PALU, Rajawalinet.co – Polemik rencana penciutan wilayah izin tambang di Poboya kembali menguat setelah aksi demonstrasi warga di depan kantor PT Citra Palu Minerals (CPM). Perbedaan sikap antara perusahaan dan masyarakat makin terlihat, terutama soal langkah yang harus ditempuh agar konflik tak berlarut.
Direktur PT Bumi Resources Minerals Tbk (BRMS), Muhammad Sulthon, menegaskan bahwa keputusan penciutan bukan berada di tangan perusahaan. Ia menyebut kewenangan penuh ada pada pemerintah pusat.
“Penciutan itu kewenangan Kementerian ESDM, bukan di kami. Kami sudah sampaikan ke ESDM,” ujar Sulthon saat dihubungi melalui sambungan telepon, Senin (8/12/2025).
Menurutnya, jika CPM harus melakukan seluruh proses teknis penciutan lebih dulu, waktunya akan sangat panjang. Ia mempertanyakan kesiapan masyarakat menunggu tahapan tersebut.
“Kalau nunggu CPM melakukan penciutan, proses teknisnya panjang. Harus pengeboran, persyaratan banyak. Masyarakat mau menunggu itu?” katanya.
Sebagai jalan tengah, Sulthon menawarkan skema kerja sama antara perusahaan dan masyarakat agar aktivitas pertambangan tetap berjalan tanpa mengabaikan kepentingan warga.
“Kita harusnya kerja sama. Supaya masyarakat tetap terlindungi, tidak dianggap ilegal, dan CPM bisa bekerja harmonis,” jelasnya.
Ia menilai pendekatan kolaborasi lebih realistis dibanding mendorong pengajuan penciutan dalam waktu dekat.
“Jawabannya sudah pasti bukan ke sana. Arahnya kerja sama saja dengan masyarakat, supaya dua-duanya makmur,” ucap Sulthon.
Di sisi lain, perwakilan Masyarakat Adat Poboya, Kusnadi Paputungan, tetap menyatakan bahwa penciutan merupakan tuntutan utama dan tidak bisa digantikan dengan skema kerja sama jangka panjang.

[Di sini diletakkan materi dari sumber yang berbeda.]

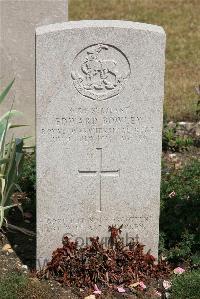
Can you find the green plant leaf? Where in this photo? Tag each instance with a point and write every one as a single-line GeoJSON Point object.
{"type": "Point", "coordinates": [5, 91]}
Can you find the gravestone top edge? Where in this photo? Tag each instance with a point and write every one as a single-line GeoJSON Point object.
{"type": "Point", "coordinates": [99, 23]}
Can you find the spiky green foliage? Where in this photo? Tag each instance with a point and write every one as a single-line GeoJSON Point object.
{"type": "Point", "coordinates": [11, 155]}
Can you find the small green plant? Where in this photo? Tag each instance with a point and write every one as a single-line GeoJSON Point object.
{"type": "Point", "coordinates": [11, 156]}
{"type": "Point", "coordinates": [186, 285]}
{"type": "Point", "coordinates": [179, 219]}
{"type": "Point", "coordinates": [198, 101]}
{"type": "Point", "coordinates": [171, 141]}
{"type": "Point", "coordinates": [12, 284]}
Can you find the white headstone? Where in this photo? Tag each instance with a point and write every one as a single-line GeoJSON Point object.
{"type": "Point", "coordinates": [99, 104]}
{"type": "Point", "coordinates": [19, 19]}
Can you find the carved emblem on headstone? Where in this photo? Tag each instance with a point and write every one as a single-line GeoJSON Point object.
{"type": "Point", "coordinates": [100, 71]}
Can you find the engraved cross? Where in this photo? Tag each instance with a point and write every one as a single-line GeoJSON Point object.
{"type": "Point", "coordinates": [100, 173]}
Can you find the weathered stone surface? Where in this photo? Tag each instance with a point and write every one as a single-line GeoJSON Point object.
{"type": "Point", "coordinates": [99, 105]}
{"type": "Point", "coordinates": [17, 50]}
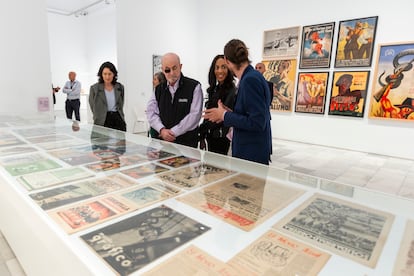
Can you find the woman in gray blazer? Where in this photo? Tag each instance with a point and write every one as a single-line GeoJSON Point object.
{"type": "Point", "coordinates": [106, 99]}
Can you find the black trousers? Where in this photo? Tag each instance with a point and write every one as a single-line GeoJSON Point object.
{"type": "Point", "coordinates": [115, 121]}
{"type": "Point", "coordinates": [72, 106]}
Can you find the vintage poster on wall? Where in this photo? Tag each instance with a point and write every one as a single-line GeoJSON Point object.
{"type": "Point", "coordinates": [192, 261]}
{"type": "Point", "coordinates": [404, 264]}
{"type": "Point", "coordinates": [156, 64]}
{"type": "Point", "coordinates": [350, 230]}
{"type": "Point", "coordinates": [281, 43]}
{"type": "Point", "coordinates": [316, 46]}
{"type": "Point", "coordinates": [243, 200]}
{"type": "Point", "coordinates": [132, 243]}
{"type": "Point", "coordinates": [282, 73]}
{"type": "Point", "coordinates": [195, 175]}
{"type": "Point", "coordinates": [311, 92]}
{"type": "Point", "coordinates": [392, 95]}
{"type": "Point", "coordinates": [349, 93]}
{"type": "Point", "coordinates": [275, 254]}
{"type": "Point", "coordinates": [355, 42]}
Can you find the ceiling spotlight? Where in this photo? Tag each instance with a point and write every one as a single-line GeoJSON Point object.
{"type": "Point", "coordinates": [81, 13]}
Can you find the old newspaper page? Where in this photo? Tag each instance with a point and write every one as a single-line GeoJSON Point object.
{"type": "Point", "coordinates": [344, 228]}
{"type": "Point", "coordinates": [82, 215]}
{"type": "Point", "coordinates": [45, 179]}
{"type": "Point", "coordinates": [276, 255]}
{"type": "Point", "coordinates": [243, 200]}
{"type": "Point", "coordinates": [192, 261]}
{"type": "Point", "coordinates": [404, 265]}
{"type": "Point", "coordinates": [128, 245]}
{"type": "Point", "coordinates": [194, 176]}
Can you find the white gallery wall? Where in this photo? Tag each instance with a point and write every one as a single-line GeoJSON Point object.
{"type": "Point", "coordinates": [198, 30]}
{"type": "Point", "coordinates": [145, 29]}
{"type": "Point", "coordinates": [24, 55]}
{"type": "Point", "coordinates": [81, 44]}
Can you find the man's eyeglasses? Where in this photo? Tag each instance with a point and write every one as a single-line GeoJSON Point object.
{"type": "Point", "coordinates": [168, 70]}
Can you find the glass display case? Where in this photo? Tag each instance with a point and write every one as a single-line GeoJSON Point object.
{"type": "Point", "coordinates": [78, 199]}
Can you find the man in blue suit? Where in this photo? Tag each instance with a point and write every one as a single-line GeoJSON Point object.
{"type": "Point", "coordinates": [250, 119]}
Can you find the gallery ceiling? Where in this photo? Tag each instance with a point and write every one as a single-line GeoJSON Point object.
{"type": "Point", "coordinates": [76, 7]}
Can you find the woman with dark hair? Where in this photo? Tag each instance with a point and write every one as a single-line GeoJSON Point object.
{"type": "Point", "coordinates": [221, 88]}
{"type": "Point", "coordinates": [106, 99]}
{"type": "Point", "coordinates": [250, 118]}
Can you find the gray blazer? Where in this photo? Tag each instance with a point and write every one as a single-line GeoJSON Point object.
{"type": "Point", "coordinates": [98, 103]}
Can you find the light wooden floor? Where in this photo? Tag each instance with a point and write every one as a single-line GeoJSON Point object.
{"type": "Point", "coordinates": [9, 265]}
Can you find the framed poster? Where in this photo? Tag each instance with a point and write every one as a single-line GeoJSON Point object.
{"type": "Point", "coordinates": [311, 92]}
{"type": "Point", "coordinates": [156, 64]}
{"type": "Point", "coordinates": [392, 95]}
{"type": "Point", "coordinates": [355, 42]}
{"type": "Point", "coordinates": [282, 73]}
{"type": "Point", "coordinates": [348, 93]}
{"type": "Point", "coordinates": [281, 43]}
{"type": "Point", "coordinates": [316, 46]}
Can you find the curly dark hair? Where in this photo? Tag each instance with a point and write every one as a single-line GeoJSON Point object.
{"type": "Point", "coordinates": [236, 52]}
{"type": "Point", "coordinates": [212, 80]}
{"type": "Point", "coordinates": [111, 67]}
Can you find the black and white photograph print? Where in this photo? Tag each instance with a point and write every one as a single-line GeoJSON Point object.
{"type": "Point", "coordinates": [281, 43]}
{"type": "Point", "coordinates": [132, 243]}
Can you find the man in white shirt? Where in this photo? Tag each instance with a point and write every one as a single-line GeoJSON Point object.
{"type": "Point", "coordinates": [73, 89]}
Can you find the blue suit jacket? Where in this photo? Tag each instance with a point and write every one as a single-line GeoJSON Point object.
{"type": "Point", "coordinates": [250, 119]}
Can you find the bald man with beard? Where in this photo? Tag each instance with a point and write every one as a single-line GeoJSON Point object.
{"type": "Point", "coordinates": [174, 110]}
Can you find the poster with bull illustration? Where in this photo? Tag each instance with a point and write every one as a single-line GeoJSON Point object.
{"type": "Point", "coordinates": [392, 94]}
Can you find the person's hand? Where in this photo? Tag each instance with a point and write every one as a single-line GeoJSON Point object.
{"type": "Point", "coordinates": [216, 115]}
{"type": "Point", "coordinates": [167, 135]}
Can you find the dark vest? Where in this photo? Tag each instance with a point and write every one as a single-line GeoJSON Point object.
{"type": "Point", "coordinates": [172, 112]}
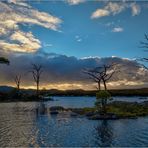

“Intinya penciutan. Perjalanan penciutan ini sudah sejak 2010–2011. Sudah 15 tahun kami lewati,” kata Kusnadi.
Ia menegaskan masyarakat bersedia menunggu selama diperlukan, selama perusahaan menunjukkan itikad baik dengan mengajukan permohonan resmi.
“Jangankan 3–4 tahun, 15 tahun sudah kami lewati. Kuncinya CPM harus ajukan surat permohonan penciutan ke Kementerian ESDM,” tegasnya.
Kusnadi menolak kerja sama jangka panjang karena khawatir merugikan masyarakat.
“Kami tidak percaya konsep kerja sama jangka panjang. Bisa saja diputus sepihak. Kami belajar dari kerja sama CPM dengan AKM yang dihentikan sepihak,” ujarnya.
Meski demikian, ia membuka ruang dialog terbatas.
“Kalau kerja sama jangka pendek dan saling menguntungkan, itu bisa. Tapi penciutan harus tetap jadi kesepakatan dasar,” tandasnya.